E’ l’unico che in “Parnassus” ha saputo sostituire Heath Ledger con dignità. Colin Farrell, celebre per il suo straordinario sex appeal e i gossip ad esso legato, non sente parlare di sé come attore quanto meriterebbe. E invece, a guardare la galleria di sensibili interpretazioni che lo mettono in risalto e di interessanti pellicole che lo rendono protagonista, l’attore irlandese si staglia sempre combinando la passionalità di un naturale erotismo alla fragilità ricca di sfumature di personaggi spesso tormentati da sensi di colpa. Da “Sogni e Delitti”, il noir con cui Woody Allen assume accenti shakespeariani, a quel gioiellino di tagica ironia che è “In Bruges”.
E in questa galleria s’inserisce Mark Walsh, fotoreporter di guerra in “Triage”, dal 27 novembre sui nostri schermi. Il film di Danis Tanovic non aggiunge molto ai numerosi già girati sugli effetti che gli orrori della guerra riportano sull’animo umano, con dolorosa rimozione del senso di colpa, ma ha il merito di esaltare un Colin Farrell particolarmente in stato di grazia, affiancandolo ad un intramontabile Christopher Lee, oscuro psichiatra che scruta implacabile le ferite della psiche del fotoreporter di guerra, sfoderando un grandioso accento ispanico.
“Reduce” da un servizio nel Kurdistan dove ha assistito ad “uccisioni misericordiose” in un ospedale e subìto un incidente, dietro il quale si nasconde uno shock inconfessato, Mark Walsh torna mutato tanto nel fisico, che accusa una lenta paralisi, quanto nel profondo, nonostante la scorza di cinica superficialità che seguita ad ostentare.
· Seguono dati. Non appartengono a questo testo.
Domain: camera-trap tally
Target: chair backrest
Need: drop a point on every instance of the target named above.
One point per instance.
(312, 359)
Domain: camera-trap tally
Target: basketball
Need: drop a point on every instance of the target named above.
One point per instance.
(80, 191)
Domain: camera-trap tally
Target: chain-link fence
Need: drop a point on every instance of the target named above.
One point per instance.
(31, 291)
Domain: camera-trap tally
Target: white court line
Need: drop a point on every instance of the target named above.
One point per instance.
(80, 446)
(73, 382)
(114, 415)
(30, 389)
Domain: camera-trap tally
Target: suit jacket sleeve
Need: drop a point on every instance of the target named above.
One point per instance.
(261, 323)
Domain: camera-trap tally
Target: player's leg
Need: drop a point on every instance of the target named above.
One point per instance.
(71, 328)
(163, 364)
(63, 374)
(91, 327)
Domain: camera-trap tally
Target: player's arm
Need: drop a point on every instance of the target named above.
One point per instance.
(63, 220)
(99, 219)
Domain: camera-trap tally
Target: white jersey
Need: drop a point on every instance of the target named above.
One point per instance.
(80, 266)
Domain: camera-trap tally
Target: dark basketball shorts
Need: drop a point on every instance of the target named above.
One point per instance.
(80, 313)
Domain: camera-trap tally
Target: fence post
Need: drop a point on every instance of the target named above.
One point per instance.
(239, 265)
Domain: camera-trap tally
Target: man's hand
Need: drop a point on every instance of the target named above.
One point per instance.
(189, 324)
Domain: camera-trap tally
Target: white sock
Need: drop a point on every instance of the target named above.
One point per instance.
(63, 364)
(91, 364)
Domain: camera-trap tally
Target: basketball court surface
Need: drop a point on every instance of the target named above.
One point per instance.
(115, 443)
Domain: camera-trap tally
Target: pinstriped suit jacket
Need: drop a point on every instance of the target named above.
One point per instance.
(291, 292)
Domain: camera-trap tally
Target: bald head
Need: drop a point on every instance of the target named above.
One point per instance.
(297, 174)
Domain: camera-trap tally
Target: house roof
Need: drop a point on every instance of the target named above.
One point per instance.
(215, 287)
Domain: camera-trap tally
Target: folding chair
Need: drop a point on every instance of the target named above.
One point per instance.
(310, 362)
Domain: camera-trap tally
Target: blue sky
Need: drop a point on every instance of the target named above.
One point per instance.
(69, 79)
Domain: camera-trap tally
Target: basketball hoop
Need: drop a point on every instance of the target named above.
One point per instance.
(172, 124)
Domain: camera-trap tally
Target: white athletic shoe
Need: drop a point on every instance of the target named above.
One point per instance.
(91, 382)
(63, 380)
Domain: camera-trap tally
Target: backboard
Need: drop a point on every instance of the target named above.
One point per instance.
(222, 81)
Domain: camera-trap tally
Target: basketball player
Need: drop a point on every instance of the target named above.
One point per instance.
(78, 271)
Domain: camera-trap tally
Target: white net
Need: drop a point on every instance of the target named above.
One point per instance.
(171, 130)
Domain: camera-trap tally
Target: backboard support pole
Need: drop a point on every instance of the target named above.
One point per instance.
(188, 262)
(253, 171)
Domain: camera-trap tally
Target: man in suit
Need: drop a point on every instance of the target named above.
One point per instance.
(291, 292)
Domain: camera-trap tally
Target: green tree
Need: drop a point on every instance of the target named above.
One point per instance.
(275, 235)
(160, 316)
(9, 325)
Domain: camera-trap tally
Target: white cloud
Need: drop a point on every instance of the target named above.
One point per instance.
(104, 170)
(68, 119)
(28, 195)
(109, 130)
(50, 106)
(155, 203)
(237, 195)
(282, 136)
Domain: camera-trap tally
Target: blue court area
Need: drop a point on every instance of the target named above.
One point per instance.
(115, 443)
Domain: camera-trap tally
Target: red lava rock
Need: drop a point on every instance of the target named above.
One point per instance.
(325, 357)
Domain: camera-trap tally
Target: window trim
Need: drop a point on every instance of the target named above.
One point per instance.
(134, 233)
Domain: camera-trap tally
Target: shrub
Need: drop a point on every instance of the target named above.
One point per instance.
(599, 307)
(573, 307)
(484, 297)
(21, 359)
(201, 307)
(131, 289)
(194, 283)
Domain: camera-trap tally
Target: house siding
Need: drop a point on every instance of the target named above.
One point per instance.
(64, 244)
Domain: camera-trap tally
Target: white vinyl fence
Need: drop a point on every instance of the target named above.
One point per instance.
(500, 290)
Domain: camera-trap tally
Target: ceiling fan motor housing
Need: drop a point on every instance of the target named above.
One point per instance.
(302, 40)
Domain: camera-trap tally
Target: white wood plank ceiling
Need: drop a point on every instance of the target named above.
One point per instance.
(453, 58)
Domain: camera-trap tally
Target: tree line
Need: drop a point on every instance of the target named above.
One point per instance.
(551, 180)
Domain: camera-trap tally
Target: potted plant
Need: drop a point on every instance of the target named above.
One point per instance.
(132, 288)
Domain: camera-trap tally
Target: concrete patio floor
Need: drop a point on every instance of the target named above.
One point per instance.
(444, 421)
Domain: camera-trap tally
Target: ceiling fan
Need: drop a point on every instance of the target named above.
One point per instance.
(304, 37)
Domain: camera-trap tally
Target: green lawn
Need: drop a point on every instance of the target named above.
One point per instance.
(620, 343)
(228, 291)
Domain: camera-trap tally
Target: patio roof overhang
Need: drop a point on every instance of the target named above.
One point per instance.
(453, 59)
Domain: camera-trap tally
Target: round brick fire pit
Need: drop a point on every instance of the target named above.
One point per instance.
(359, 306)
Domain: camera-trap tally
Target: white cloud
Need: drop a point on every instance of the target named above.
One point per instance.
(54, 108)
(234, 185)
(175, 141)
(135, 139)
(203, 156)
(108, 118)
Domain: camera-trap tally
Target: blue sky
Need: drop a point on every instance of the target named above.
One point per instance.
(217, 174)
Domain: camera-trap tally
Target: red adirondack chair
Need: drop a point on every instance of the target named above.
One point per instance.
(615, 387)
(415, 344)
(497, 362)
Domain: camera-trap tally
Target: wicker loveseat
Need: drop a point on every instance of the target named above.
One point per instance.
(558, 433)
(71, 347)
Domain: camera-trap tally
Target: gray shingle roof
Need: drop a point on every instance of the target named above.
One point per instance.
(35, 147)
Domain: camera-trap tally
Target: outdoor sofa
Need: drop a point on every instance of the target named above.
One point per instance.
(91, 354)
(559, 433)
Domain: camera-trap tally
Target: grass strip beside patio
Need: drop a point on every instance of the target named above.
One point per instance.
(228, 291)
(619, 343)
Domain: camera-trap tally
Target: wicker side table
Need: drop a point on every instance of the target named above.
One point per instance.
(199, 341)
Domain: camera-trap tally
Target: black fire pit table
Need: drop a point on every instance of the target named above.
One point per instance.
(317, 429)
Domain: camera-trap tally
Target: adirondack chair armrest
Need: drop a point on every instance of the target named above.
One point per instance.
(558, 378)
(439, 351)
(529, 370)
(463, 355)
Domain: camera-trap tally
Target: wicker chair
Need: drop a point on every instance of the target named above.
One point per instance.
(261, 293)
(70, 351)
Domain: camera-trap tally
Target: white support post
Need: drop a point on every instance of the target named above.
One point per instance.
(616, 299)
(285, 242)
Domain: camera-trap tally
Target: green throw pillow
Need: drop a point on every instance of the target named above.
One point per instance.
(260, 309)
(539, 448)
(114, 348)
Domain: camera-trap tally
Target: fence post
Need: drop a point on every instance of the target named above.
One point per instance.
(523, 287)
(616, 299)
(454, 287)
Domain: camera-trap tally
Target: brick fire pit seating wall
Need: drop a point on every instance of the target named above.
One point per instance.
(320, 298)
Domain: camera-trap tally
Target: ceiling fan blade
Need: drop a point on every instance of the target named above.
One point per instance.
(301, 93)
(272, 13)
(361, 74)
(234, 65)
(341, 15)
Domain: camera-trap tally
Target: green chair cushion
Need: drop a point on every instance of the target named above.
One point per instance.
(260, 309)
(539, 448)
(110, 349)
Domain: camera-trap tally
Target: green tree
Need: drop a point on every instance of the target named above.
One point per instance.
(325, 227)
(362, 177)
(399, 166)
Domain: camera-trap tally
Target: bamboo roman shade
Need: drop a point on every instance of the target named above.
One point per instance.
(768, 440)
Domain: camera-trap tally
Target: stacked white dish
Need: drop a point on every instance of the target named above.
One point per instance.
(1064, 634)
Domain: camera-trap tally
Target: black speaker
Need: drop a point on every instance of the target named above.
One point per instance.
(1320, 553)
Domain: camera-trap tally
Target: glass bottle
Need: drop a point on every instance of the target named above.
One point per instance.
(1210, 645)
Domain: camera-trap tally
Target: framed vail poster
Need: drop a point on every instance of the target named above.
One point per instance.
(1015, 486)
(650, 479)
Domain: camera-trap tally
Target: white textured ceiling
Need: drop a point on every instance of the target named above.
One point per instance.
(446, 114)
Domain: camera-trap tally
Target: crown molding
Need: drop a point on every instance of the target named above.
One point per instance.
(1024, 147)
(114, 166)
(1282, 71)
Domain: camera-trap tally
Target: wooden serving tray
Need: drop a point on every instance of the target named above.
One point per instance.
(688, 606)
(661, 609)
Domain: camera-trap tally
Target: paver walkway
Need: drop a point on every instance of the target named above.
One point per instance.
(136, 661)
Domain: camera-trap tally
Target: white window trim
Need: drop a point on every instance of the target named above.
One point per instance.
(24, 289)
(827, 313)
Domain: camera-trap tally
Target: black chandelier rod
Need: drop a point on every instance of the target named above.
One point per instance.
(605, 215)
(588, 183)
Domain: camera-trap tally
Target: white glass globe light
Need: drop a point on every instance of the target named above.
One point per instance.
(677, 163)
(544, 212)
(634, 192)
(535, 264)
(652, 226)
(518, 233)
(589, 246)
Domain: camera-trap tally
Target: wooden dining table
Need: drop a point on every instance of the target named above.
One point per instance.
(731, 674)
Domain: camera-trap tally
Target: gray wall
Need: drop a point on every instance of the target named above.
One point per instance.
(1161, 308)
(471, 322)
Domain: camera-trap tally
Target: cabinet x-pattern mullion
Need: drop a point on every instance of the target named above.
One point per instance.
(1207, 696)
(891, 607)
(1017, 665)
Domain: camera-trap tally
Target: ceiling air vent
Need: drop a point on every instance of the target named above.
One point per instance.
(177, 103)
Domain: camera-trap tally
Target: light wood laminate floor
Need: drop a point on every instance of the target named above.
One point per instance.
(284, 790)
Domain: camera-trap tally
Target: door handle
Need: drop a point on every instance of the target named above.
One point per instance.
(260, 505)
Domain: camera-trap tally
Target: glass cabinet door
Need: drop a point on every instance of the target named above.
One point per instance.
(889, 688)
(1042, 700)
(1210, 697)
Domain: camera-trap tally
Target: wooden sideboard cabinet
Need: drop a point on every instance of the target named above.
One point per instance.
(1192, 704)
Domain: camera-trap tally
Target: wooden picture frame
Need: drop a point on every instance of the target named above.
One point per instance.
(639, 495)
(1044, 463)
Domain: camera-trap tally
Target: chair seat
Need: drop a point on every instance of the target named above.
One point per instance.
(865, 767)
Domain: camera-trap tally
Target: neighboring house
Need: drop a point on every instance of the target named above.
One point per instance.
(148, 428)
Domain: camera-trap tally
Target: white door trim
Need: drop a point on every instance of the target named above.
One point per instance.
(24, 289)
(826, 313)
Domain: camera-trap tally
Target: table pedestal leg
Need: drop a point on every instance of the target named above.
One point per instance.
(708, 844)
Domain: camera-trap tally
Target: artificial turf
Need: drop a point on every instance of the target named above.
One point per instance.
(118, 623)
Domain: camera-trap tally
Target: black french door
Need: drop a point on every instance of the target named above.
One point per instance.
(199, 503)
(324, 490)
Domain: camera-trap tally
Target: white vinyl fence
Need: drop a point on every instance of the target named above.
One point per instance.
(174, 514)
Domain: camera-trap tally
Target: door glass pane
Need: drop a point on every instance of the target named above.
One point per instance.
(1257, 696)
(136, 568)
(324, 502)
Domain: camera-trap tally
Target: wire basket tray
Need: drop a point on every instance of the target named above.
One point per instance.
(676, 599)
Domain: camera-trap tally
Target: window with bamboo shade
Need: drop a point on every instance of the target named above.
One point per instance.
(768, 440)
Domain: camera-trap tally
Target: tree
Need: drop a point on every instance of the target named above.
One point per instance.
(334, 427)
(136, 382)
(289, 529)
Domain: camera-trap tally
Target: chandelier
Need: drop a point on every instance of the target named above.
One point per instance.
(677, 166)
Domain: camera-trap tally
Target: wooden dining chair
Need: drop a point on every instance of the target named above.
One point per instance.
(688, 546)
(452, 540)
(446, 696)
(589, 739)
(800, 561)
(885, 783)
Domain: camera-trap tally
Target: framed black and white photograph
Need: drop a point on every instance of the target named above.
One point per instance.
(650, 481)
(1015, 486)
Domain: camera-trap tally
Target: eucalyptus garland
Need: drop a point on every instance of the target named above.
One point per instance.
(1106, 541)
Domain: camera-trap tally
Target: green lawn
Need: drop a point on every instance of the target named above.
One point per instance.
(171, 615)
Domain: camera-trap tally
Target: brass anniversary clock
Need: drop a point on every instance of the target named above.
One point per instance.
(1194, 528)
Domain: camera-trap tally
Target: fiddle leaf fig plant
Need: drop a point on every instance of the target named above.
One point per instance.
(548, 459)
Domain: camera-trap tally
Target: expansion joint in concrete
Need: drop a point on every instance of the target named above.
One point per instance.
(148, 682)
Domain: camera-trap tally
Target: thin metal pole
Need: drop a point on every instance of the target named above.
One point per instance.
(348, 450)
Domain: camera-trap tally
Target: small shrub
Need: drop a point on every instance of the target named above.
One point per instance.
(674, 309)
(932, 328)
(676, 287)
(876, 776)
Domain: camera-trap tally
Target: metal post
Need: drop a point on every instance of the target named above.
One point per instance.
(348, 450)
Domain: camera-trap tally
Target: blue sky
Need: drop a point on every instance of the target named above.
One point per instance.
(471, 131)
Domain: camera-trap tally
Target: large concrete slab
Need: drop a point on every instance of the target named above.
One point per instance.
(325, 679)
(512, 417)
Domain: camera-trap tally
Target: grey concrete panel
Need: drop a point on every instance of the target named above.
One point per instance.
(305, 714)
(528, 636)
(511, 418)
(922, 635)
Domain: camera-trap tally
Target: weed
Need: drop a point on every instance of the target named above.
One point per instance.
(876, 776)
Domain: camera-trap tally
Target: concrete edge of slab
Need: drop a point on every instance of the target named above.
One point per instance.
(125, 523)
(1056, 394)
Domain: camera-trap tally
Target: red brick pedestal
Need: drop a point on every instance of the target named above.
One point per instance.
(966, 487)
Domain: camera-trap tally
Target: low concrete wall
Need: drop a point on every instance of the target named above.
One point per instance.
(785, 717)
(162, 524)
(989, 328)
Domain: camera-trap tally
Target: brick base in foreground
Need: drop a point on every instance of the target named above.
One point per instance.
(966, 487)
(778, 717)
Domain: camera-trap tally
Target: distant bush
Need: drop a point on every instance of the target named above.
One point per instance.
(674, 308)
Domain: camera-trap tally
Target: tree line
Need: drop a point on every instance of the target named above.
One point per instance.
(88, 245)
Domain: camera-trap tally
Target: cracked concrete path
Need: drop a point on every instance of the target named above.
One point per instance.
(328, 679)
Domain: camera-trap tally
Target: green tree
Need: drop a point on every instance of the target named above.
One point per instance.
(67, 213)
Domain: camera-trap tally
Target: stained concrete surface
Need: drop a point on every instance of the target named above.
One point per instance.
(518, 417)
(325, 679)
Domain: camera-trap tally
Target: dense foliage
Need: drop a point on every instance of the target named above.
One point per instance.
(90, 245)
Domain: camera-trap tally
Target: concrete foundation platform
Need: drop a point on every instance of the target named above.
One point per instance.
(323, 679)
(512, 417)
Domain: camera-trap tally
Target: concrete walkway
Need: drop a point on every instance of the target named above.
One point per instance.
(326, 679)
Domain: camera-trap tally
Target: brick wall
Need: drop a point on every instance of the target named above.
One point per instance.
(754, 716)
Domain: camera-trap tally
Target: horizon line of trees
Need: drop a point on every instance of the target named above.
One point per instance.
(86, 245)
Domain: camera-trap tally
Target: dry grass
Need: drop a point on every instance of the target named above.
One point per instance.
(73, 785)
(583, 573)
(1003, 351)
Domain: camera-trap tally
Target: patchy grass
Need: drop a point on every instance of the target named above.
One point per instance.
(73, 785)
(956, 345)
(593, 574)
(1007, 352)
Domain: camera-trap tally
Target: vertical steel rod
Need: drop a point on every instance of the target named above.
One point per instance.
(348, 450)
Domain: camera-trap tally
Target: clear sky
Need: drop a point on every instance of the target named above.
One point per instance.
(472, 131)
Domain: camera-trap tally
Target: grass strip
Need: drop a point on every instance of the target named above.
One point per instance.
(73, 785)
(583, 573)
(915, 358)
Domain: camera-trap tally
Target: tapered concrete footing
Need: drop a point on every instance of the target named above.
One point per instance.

Colin Farrell assorbe nel proprio corpo la complessa gamma di sentimenti caricandolo di un dolore che riflette il dolore negato dell’anima.
Un’interpretazione sofferta e potente che ne riconferma il talento: d’altra parte, andando indietro di qualche anno, ricordiamolo capace di sostenere un intero film all’interno di una cabina telefonica.